Raseman, W.J., Rajagopalan, B., Kasprzyk, J.R., Kleiber, W., 2020. Nearest neighbor time series bootstrap for generating influent water quality scenarios. Stochastic Environmental Research and Risk Assessment. DOI: 10.1007/s00477-019-01762-3

Dependencies

All dependencies are freely and openly available:

  • R (version 3.5.0)
  • RStudio
  • R packages: all R packages contained in the .R files must be installed before running the scripts.

Running the code

  • Download or clone this GitHub repository. If you've downloaded the repo, unzip the directory.
  • Navigate to the repository, and open the .Rproj file.
  • Open run_all_scripts.R in RStudio and click "Source".
  • Wait for simulations to run: it may take several hours.

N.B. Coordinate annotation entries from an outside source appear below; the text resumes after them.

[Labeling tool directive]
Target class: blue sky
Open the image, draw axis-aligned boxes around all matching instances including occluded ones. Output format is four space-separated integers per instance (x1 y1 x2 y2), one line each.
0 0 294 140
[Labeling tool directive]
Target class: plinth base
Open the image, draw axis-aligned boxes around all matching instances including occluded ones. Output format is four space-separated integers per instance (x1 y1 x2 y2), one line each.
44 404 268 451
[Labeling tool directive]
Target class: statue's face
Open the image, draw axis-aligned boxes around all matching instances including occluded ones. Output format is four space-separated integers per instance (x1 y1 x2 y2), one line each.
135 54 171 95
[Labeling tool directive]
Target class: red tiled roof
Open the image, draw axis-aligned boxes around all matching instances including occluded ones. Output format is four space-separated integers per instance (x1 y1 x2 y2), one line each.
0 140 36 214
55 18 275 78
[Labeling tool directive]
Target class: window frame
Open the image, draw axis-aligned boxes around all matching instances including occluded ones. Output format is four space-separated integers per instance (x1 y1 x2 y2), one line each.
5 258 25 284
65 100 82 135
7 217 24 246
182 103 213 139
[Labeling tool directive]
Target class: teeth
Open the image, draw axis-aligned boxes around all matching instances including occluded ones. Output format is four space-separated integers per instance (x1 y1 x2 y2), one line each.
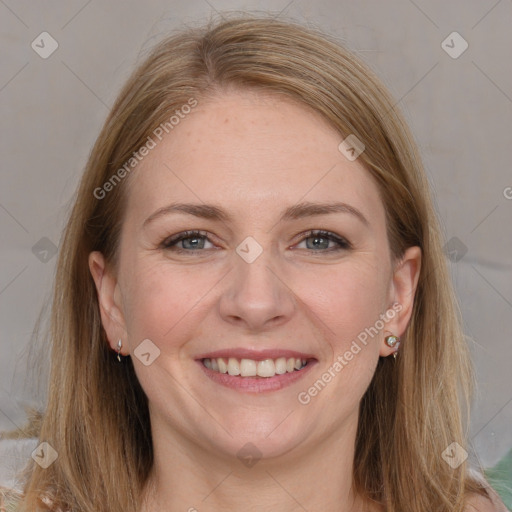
228 357 240 375
203 357 306 377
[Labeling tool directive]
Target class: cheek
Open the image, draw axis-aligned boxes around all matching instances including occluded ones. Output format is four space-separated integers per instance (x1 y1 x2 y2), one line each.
294 256 387 359
123 262 214 353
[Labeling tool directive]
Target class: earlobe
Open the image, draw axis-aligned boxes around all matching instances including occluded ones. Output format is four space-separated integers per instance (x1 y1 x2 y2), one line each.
89 251 126 350
380 246 421 357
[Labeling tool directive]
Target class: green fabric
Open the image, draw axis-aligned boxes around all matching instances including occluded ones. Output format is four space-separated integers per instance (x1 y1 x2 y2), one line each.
485 449 512 510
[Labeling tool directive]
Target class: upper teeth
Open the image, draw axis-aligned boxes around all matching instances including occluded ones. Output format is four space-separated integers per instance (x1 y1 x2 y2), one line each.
203 357 307 377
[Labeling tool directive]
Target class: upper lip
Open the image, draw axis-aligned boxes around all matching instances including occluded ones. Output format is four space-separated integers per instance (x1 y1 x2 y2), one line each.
196 348 315 361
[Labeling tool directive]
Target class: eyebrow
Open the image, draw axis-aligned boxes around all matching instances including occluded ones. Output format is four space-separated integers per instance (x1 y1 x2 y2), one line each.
143 202 370 227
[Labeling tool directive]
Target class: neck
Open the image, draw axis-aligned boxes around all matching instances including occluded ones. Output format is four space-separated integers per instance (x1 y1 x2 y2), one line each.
141 410 375 512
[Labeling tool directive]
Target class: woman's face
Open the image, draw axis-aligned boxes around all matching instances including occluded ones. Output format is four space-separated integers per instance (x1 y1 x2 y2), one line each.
90 92 419 457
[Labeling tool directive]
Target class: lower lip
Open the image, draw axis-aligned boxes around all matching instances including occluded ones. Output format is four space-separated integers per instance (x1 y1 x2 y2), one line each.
197 360 317 393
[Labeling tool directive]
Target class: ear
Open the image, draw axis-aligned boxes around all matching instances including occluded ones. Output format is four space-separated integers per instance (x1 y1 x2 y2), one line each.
379 247 421 357
89 251 127 355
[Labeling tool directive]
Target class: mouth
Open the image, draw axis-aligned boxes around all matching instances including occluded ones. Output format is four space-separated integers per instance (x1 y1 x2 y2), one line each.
201 357 309 379
196 354 318 393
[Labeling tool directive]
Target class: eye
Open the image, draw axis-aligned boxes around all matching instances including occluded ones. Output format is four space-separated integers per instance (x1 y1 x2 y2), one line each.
161 230 214 252
295 230 352 252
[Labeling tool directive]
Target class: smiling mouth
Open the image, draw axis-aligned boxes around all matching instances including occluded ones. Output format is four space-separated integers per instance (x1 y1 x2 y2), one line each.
201 357 312 378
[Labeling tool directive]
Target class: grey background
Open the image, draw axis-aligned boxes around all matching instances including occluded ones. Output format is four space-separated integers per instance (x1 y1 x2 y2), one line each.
0 0 512 474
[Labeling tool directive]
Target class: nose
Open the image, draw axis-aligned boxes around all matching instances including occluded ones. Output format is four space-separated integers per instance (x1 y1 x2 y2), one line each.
219 251 297 331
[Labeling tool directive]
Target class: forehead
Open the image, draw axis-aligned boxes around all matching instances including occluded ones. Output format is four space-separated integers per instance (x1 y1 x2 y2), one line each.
127 92 384 229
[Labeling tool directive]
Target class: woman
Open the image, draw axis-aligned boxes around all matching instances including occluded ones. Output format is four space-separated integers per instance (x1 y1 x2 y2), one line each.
20 13 504 512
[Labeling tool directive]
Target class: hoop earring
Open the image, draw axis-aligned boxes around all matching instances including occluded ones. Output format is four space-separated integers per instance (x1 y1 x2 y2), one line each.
384 334 400 359
116 338 123 362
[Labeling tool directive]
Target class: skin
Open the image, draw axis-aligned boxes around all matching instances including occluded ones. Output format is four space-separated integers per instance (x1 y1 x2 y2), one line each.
89 91 421 512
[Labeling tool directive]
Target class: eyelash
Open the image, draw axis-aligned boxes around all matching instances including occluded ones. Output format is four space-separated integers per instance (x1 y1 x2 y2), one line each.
161 229 352 253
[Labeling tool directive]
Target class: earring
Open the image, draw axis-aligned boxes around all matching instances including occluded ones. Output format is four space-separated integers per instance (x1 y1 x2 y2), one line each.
116 338 123 362
384 335 400 359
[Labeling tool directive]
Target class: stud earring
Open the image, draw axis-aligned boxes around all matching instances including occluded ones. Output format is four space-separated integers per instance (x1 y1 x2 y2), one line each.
116 338 123 362
384 335 400 359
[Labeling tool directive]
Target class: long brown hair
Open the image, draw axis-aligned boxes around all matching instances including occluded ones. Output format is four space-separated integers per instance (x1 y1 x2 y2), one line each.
21 16 492 512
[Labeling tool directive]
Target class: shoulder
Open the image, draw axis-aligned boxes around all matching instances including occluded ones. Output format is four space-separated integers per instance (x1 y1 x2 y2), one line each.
464 488 508 512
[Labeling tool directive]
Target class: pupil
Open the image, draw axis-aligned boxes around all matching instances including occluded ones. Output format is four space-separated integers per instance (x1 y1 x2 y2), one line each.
309 236 329 249
183 237 204 249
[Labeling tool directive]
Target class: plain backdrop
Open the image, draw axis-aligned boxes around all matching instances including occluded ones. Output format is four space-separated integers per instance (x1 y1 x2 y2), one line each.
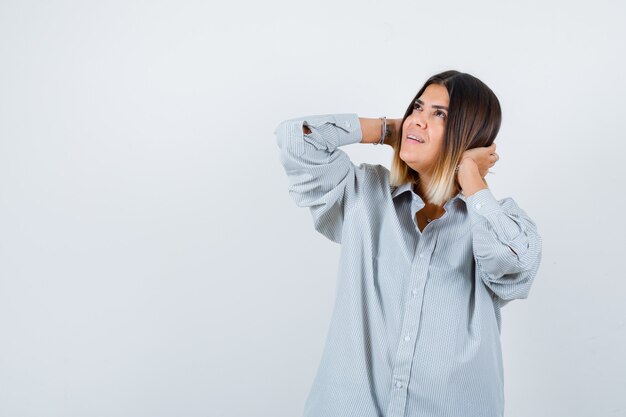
0 0 626 417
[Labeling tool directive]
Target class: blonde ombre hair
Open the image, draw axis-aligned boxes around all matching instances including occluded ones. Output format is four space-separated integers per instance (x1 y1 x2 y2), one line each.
389 70 502 206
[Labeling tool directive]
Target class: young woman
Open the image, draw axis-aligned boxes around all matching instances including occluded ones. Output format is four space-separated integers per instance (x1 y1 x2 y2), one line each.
274 71 541 417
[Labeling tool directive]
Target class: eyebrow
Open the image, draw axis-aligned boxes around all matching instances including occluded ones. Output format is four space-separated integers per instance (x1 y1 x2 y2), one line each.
415 98 449 111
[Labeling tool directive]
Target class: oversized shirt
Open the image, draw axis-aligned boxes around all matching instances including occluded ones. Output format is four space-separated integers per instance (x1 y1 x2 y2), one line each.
274 113 541 417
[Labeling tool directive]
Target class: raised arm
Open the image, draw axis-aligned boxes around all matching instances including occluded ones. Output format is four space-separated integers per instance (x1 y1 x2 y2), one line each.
274 113 366 243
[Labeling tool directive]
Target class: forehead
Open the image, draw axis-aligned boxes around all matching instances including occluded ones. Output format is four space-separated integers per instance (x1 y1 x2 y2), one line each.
418 84 450 106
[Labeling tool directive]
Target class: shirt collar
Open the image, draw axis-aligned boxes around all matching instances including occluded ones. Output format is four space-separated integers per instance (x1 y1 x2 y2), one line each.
391 182 466 202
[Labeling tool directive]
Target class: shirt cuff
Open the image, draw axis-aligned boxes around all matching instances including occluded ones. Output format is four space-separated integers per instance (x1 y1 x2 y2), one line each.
290 113 363 146
465 188 503 218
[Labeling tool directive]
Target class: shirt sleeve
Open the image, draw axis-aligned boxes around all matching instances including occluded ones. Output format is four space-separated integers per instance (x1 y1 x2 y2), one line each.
274 113 365 243
466 188 542 306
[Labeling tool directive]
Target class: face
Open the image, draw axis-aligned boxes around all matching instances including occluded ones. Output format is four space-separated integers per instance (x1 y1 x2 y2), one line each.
400 84 450 174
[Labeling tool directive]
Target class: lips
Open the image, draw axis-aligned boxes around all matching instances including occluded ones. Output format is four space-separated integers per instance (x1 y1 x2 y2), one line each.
406 133 426 143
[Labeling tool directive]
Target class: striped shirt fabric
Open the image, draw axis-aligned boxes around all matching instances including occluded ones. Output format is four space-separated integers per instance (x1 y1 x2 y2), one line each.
274 113 542 417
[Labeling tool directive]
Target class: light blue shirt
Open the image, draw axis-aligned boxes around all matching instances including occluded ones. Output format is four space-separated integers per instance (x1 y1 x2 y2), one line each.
274 113 542 417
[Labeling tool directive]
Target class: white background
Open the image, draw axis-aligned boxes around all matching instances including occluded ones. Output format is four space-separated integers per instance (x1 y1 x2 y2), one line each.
0 0 626 417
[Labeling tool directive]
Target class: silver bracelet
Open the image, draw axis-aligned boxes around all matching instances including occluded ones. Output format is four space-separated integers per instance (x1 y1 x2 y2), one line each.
374 116 387 145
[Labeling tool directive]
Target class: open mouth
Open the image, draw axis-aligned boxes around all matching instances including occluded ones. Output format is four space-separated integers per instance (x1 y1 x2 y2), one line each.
406 135 424 143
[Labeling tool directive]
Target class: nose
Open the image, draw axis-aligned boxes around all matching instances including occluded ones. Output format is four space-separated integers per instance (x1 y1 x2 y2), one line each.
412 112 426 129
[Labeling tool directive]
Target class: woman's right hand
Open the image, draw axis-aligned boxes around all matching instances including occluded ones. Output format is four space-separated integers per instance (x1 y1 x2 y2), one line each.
385 119 402 148
459 142 500 178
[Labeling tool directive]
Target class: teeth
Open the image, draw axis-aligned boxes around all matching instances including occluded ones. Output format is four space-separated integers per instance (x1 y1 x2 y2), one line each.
407 135 424 143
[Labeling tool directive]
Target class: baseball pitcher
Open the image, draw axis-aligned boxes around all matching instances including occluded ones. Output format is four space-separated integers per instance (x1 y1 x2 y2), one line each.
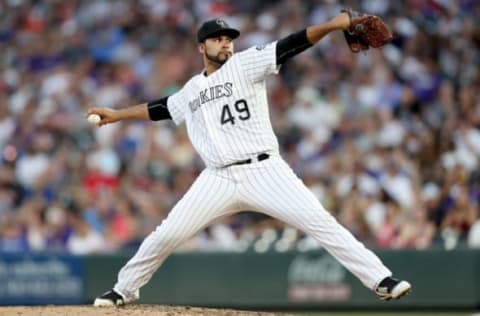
86 11 411 306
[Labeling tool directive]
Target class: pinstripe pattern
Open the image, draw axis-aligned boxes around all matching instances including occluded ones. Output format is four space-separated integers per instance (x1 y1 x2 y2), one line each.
167 42 278 168
239 158 391 289
114 43 391 302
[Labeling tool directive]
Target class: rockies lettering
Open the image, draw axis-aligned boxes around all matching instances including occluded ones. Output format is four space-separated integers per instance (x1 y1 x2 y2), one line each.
188 82 233 113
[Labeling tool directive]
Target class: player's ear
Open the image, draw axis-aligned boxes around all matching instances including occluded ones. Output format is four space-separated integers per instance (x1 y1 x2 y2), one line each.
198 43 205 54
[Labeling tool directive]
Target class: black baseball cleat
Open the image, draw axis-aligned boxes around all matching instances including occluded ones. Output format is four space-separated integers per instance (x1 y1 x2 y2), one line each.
93 290 125 307
375 277 412 301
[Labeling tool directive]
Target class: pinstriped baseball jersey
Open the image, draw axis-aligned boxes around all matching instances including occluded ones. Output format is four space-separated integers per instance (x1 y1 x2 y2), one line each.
167 42 278 167
109 38 398 302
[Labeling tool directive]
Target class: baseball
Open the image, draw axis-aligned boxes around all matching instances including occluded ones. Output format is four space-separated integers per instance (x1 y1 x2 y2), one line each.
87 114 102 124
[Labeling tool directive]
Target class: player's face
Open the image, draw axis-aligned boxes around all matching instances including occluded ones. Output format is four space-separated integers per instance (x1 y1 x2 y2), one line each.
200 35 233 65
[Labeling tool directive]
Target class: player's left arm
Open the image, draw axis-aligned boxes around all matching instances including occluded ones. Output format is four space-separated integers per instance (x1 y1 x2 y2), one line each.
276 12 350 65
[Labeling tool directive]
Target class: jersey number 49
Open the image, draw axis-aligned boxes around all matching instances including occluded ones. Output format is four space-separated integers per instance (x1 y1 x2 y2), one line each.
220 99 250 125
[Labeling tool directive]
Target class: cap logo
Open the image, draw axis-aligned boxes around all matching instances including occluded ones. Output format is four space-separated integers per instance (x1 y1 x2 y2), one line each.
215 19 227 28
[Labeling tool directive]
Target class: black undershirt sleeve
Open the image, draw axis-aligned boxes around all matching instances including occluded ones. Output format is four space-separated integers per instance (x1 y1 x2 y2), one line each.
276 29 312 65
147 97 172 121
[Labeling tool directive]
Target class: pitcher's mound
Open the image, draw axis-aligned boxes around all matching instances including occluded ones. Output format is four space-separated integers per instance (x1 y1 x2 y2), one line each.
0 304 285 316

To reduce computation time, you can edit the number of simulations (default is 2500) by altering nsims before running run_all_scripts.R

Individual scripts

There are five different scripts that make up the analysis in this repository:

  • 01_import_clean.R: import and clean observed water quality data
  • 02_create_ts.R: interpolate between missing data points and create complete time series dataset
  • 03_visualize_ts.R: plot complete, monthly time series
  • 04_simulate_kNN.R: generate synthetic influent water quality data using k-NN resampling algorithm
  • 05_visualize_statistics.R: visualize statistics of both observed and simulated datasets

Each script creates a function that is saved to ./lib and is loaded be loaded by run_all_scripts.R. If any changes are made to the above scripts, they need to be run and reloaded by run_all_scripts.R to redo the analysis.

Data

Two datasets are included in the analysis. The first is a water quality dataset of the Cache la Poudre River from the City of Fort Collins Utility. This dataset has been cleaned (as described in 01_import_clean.R) and missing values have been interpolated (as described in 02_create_ts.R). The second dataset is not a water quality dataset, rather it is a record of temperature and precipitation, but is used as a reference because it is a long multivariate dataset.